Not intended, it's just that this whole discussion frustrates me greatly. I think that any security measures should be implemented on the system side, and should not degrade the users' experience in any way. I don't see Travelin' Man as a viable solution, and I'm not real happy about the whole whitelist thing in the other thread. I think this is a case of "the good is the enemy of the best." I'll probably get stoned for saying this, but sometimes I see a tendency to release software that is "just barely good enough" and then leave it in that state. Doesn't matter if it delays calls going through, or requires users to jump through hoops, if it works at all let's move on to other things and not spend an extra few minutes or few hours to do it right.
To me, the SunshineNetworks Knock is an example of a great solution - it's easy to implement and once set up, users don't have to do or single thing or know how it works. I think there could be other great added layers of security, and it frustrates me that I'm not a coder so I can't write some of them myself (I'd definitely pursue my geographic restriction idea, for one thing - even if nobody else would use it, I would).
The other thing I notice is that in this forum there is a level of paranoia about security that I don't see anywhere else (I don't hang out on security-related sites, obviously). I know there are systems out there that have far less security than you would find in the Incredible PBX and yet have never sustained a successful attack. I'm certainly not against any reasonable security measure (reasonable being easy to implement, and never cutting off users' service unexpectedly, and never requiring users to do anything other than pick up the phone to make a call). I happen to think VPN's are a great idea for many reasons - they encrypt conversations, they solve a multitude of firewall-related issues, and they are inherently far more secure than a SIP connection. I wish we could get Linksys/Cisco to release firmware updates for their products that would include an OpenVPN client (if they needed additional firmware memory, they could remove some of the codecs that hardly anyone uses). It seems to me like a huge fail on the part of VoIP adapter manufacturers that they seem to care so little about security, but that's another rant altogether.
Still, sometimes I feel like Ward and a few others carry on like scolding nannies about security. I realize that VoIP system
do get hacked, but as I said in another post, there's a difference between a reasonably cautious "belt and suspenders" approach to security, and an overly paranoid "suit of armor" approach, where you have the system locked down so tight that no one wants to use it.
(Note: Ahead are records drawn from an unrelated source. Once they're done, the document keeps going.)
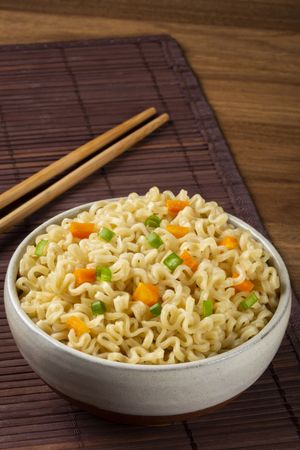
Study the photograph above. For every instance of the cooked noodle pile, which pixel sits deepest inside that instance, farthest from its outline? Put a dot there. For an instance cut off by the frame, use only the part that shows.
(128, 331)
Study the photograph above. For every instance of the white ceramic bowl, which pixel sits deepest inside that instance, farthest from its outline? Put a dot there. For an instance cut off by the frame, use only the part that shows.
(149, 394)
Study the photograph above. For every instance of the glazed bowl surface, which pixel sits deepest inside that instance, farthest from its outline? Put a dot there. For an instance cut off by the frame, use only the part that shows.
(168, 392)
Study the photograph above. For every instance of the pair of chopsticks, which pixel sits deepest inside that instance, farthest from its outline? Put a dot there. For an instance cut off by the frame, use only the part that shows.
(81, 172)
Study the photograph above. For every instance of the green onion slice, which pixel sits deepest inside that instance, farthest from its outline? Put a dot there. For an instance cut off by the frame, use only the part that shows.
(98, 307)
(154, 240)
(156, 309)
(249, 301)
(39, 249)
(106, 234)
(103, 273)
(172, 261)
(207, 308)
(152, 221)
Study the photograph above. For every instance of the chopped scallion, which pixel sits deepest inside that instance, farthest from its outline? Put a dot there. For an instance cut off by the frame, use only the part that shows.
(156, 309)
(39, 249)
(172, 261)
(98, 307)
(106, 234)
(207, 308)
(152, 221)
(249, 301)
(103, 273)
(154, 240)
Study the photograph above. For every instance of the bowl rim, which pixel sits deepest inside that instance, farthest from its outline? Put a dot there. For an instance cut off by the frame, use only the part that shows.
(10, 292)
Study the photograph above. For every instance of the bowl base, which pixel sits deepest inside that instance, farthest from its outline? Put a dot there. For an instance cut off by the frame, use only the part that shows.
(129, 419)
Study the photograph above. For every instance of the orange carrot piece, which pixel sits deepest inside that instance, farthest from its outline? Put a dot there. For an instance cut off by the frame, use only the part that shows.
(146, 293)
(174, 206)
(230, 242)
(189, 261)
(82, 230)
(85, 275)
(244, 286)
(177, 231)
(78, 325)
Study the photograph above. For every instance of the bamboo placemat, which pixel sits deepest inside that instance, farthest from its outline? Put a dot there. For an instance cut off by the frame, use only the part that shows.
(53, 97)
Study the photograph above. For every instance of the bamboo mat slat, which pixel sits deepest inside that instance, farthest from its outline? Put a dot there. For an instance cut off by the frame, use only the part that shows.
(53, 97)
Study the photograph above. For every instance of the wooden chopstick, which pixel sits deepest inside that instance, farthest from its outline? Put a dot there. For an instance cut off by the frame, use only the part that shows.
(80, 173)
(72, 158)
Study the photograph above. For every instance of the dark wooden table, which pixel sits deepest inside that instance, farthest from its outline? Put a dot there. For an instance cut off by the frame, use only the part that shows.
(245, 54)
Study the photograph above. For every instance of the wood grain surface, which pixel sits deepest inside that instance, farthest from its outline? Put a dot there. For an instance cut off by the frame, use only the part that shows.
(246, 56)
(50, 104)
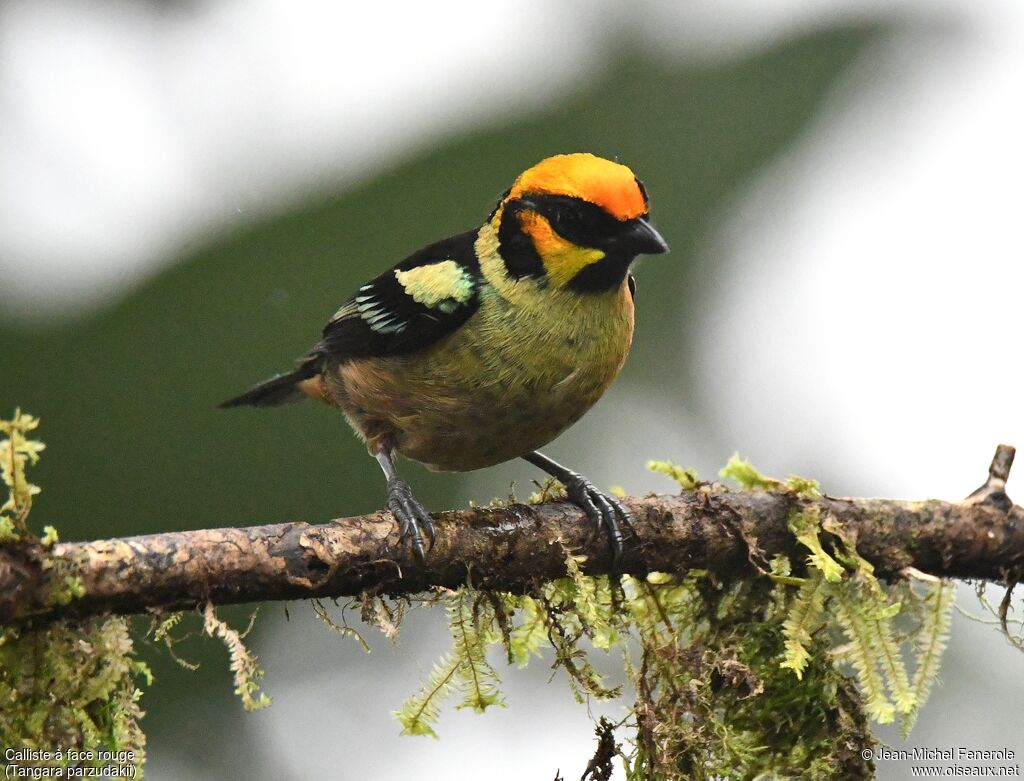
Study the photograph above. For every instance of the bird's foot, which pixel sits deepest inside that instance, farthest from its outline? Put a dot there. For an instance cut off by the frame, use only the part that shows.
(412, 516)
(604, 511)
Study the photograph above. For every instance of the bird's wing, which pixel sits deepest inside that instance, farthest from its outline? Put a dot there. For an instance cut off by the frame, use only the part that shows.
(421, 300)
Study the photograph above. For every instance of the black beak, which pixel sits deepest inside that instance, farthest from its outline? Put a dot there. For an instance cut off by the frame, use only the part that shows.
(641, 239)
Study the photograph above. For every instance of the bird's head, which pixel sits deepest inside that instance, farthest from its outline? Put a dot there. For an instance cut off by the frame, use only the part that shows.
(577, 221)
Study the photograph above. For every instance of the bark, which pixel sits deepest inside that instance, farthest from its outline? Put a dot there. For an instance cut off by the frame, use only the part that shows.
(730, 533)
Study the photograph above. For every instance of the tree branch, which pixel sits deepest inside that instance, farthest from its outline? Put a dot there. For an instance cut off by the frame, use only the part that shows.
(729, 533)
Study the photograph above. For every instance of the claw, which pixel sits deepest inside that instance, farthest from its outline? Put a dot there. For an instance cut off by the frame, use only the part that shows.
(411, 516)
(603, 511)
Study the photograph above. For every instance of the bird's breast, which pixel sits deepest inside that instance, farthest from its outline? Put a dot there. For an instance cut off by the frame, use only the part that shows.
(506, 383)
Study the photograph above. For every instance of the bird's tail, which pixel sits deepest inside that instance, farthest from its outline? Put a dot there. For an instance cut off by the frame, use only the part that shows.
(283, 389)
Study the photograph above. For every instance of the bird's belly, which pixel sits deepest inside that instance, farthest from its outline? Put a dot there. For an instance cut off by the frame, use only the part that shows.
(468, 403)
(494, 425)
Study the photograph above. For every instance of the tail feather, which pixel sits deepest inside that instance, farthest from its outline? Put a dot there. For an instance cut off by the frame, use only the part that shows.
(283, 389)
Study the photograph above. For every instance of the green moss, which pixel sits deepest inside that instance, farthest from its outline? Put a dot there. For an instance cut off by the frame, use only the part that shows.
(69, 689)
(771, 677)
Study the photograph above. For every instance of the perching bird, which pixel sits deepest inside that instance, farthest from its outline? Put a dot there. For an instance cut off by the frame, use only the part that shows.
(482, 347)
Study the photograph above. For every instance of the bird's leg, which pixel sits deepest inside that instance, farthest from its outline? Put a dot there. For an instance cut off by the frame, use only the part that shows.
(603, 511)
(404, 507)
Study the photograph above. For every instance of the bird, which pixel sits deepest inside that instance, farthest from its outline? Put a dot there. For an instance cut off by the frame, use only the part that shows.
(483, 347)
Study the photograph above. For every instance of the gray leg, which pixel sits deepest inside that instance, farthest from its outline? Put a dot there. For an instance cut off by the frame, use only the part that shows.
(603, 511)
(403, 506)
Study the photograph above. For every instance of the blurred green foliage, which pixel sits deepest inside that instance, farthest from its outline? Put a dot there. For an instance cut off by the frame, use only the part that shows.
(129, 394)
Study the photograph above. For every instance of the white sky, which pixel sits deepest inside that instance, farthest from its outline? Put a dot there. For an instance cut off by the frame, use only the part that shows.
(879, 318)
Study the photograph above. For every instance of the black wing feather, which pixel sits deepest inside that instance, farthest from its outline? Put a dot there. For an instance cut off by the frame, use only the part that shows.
(382, 319)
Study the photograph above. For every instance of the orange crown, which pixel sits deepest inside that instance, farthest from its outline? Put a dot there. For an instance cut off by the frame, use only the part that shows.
(610, 185)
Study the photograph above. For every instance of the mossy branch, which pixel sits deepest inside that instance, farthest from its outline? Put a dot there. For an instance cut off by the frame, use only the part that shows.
(508, 549)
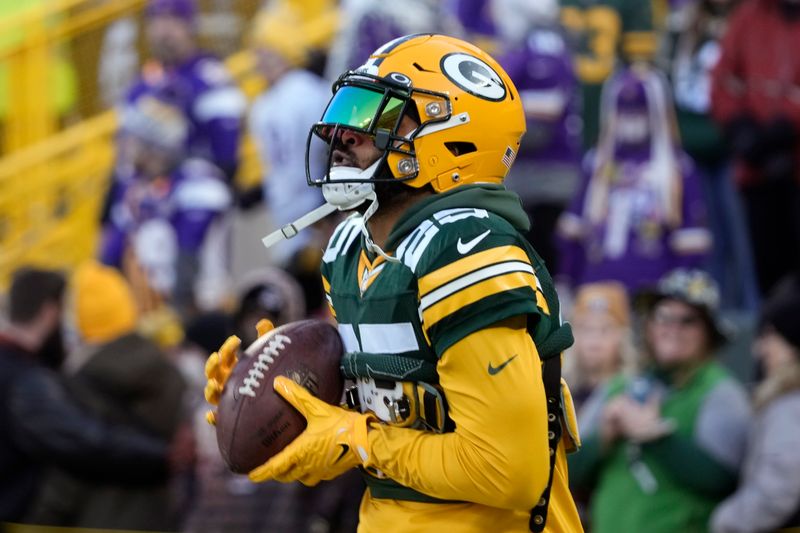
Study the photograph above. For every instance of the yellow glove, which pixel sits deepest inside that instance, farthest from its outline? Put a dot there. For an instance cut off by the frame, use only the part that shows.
(334, 441)
(220, 364)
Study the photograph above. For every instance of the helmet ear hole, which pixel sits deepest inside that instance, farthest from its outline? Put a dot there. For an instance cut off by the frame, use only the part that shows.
(458, 148)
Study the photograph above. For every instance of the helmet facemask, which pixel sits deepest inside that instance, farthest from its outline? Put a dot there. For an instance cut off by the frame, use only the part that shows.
(375, 107)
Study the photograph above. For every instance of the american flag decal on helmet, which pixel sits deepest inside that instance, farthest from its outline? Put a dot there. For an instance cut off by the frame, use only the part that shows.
(508, 157)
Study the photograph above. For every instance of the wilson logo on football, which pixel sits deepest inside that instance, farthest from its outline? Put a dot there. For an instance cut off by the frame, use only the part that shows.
(267, 357)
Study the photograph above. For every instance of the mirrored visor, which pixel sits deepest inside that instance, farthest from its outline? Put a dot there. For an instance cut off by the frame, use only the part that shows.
(359, 107)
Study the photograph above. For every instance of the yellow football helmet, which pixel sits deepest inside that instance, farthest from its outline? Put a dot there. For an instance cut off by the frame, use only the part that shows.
(469, 113)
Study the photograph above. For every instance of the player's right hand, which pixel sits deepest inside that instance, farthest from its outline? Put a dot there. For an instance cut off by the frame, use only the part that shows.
(220, 364)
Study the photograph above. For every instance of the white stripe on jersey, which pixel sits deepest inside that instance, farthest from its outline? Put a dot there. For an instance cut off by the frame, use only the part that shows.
(448, 216)
(388, 338)
(456, 285)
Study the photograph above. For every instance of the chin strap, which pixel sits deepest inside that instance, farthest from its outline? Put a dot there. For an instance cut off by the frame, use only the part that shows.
(341, 193)
(290, 230)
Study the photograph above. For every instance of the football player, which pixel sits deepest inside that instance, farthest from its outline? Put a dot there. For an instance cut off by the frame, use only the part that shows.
(458, 417)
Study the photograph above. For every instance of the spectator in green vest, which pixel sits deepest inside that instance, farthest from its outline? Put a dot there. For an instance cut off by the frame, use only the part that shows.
(667, 445)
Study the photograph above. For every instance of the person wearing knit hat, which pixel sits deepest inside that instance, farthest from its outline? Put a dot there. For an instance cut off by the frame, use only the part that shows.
(768, 496)
(104, 305)
(126, 379)
(671, 437)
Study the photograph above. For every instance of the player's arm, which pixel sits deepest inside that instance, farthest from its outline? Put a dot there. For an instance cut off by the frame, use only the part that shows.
(498, 453)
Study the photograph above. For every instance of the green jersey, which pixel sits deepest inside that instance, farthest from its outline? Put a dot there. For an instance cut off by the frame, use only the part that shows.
(460, 265)
(460, 269)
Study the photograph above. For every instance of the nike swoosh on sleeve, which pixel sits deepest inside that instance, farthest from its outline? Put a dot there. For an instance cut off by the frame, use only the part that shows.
(495, 369)
(345, 449)
(465, 247)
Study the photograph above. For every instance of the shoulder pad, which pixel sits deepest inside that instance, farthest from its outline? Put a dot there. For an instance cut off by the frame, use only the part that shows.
(451, 234)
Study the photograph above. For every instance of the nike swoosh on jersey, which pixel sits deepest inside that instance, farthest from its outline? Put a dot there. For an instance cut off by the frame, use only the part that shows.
(495, 369)
(465, 247)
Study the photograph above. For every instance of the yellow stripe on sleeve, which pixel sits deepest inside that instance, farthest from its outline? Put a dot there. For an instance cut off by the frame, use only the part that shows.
(470, 263)
(469, 295)
(326, 285)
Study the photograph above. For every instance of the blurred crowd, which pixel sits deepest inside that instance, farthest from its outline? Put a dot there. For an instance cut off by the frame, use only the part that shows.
(661, 172)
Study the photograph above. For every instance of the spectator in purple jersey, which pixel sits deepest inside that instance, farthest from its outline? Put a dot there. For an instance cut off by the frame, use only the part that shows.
(165, 218)
(197, 82)
(547, 169)
(639, 212)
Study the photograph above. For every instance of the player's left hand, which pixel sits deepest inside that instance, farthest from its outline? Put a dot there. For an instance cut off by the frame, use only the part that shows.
(334, 441)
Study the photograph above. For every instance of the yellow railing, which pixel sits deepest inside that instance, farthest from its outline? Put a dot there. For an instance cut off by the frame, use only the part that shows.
(51, 191)
(30, 60)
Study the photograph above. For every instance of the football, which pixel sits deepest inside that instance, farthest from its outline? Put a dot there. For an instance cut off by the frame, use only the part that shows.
(253, 421)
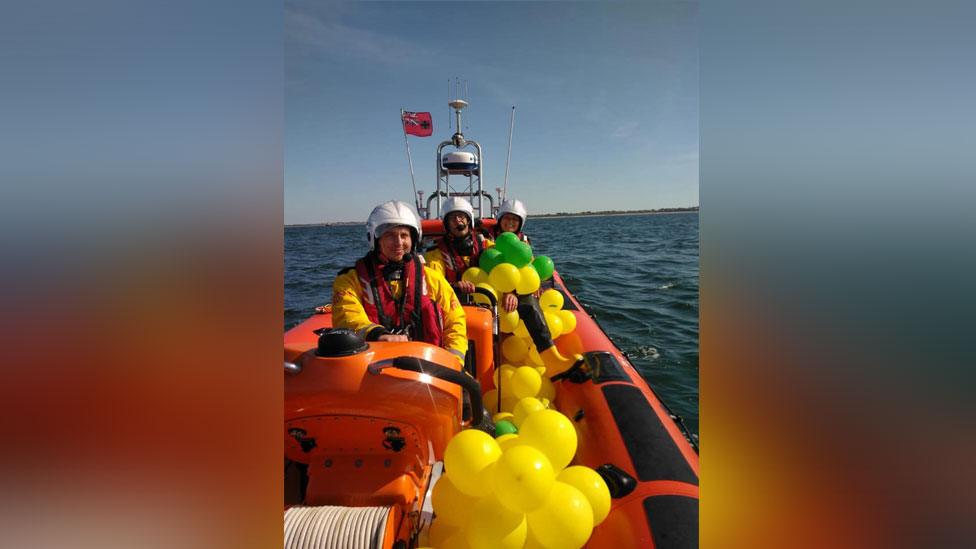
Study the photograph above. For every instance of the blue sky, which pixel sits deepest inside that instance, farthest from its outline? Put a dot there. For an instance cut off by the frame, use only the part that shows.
(606, 98)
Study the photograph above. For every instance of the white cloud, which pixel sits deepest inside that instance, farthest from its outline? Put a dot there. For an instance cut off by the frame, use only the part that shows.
(625, 130)
(334, 39)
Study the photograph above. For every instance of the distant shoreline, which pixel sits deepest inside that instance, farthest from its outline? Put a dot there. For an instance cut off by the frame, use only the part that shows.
(606, 213)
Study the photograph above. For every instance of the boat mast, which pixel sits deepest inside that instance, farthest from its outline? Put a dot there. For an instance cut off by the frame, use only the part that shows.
(511, 129)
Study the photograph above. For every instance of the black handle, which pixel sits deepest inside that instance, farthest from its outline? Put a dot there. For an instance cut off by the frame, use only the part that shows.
(479, 419)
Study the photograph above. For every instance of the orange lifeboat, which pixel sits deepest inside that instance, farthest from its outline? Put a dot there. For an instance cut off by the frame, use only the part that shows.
(366, 426)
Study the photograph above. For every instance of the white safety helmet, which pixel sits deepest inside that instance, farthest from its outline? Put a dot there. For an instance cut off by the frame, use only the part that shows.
(514, 207)
(388, 215)
(457, 204)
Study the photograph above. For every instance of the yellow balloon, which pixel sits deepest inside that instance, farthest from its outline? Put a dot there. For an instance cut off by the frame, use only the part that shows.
(526, 381)
(451, 505)
(504, 277)
(525, 408)
(547, 390)
(507, 442)
(514, 349)
(554, 323)
(494, 526)
(440, 531)
(469, 459)
(508, 321)
(457, 540)
(534, 358)
(592, 486)
(569, 321)
(505, 374)
(508, 405)
(474, 275)
(551, 433)
(564, 520)
(551, 299)
(500, 416)
(482, 300)
(528, 280)
(523, 478)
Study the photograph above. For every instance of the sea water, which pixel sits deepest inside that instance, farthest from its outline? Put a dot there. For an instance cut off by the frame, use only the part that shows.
(638, 274)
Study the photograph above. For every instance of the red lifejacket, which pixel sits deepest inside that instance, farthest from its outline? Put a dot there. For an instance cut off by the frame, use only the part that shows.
(454, 265)
(415, 311)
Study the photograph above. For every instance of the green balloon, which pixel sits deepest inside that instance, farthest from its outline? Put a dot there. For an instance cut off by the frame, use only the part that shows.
(519, 255)
(489, 258)
(505, 427)
(543, 265)
(506, 242)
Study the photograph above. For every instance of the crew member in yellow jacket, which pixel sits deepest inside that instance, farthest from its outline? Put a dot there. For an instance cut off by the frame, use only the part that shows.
(389, 295)
(460, 248)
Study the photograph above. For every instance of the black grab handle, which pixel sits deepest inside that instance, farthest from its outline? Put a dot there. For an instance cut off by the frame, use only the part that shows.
(479, 419)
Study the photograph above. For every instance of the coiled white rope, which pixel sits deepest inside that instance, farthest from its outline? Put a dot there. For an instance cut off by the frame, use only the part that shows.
(333, 527)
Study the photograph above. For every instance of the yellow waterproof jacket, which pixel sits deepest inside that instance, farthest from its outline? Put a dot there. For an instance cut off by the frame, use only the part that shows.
(436, 260)
(348, 312)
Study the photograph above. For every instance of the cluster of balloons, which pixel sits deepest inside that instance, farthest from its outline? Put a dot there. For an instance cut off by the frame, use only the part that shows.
(517, 490)
(518, 348)
(508, 267)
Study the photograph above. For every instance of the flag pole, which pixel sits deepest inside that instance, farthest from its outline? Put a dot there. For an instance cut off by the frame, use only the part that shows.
(416, 199)
(511, 129)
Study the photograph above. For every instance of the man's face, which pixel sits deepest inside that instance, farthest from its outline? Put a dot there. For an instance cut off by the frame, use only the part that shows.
(457, 224)
(395, 243)
(509, 223)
It occurs to me that Ward and the FreePBX developers and similar people in their shoes might have enough clout to talk to the people at Linksys/Cisco, Grandstream, and so on, and try to get them to include an OpenVPN client in their adapters. I think a couple of SIP phones (not adapters) already have that capability. I think right now, something like that would be the very best approach to this problem. It's too bad no one's ever managed to hack the PAP2 firmware (similar to what's been done with OpenWRT and Tomato for routers) and made some needed improvements, of which OpenVPN capability might be one.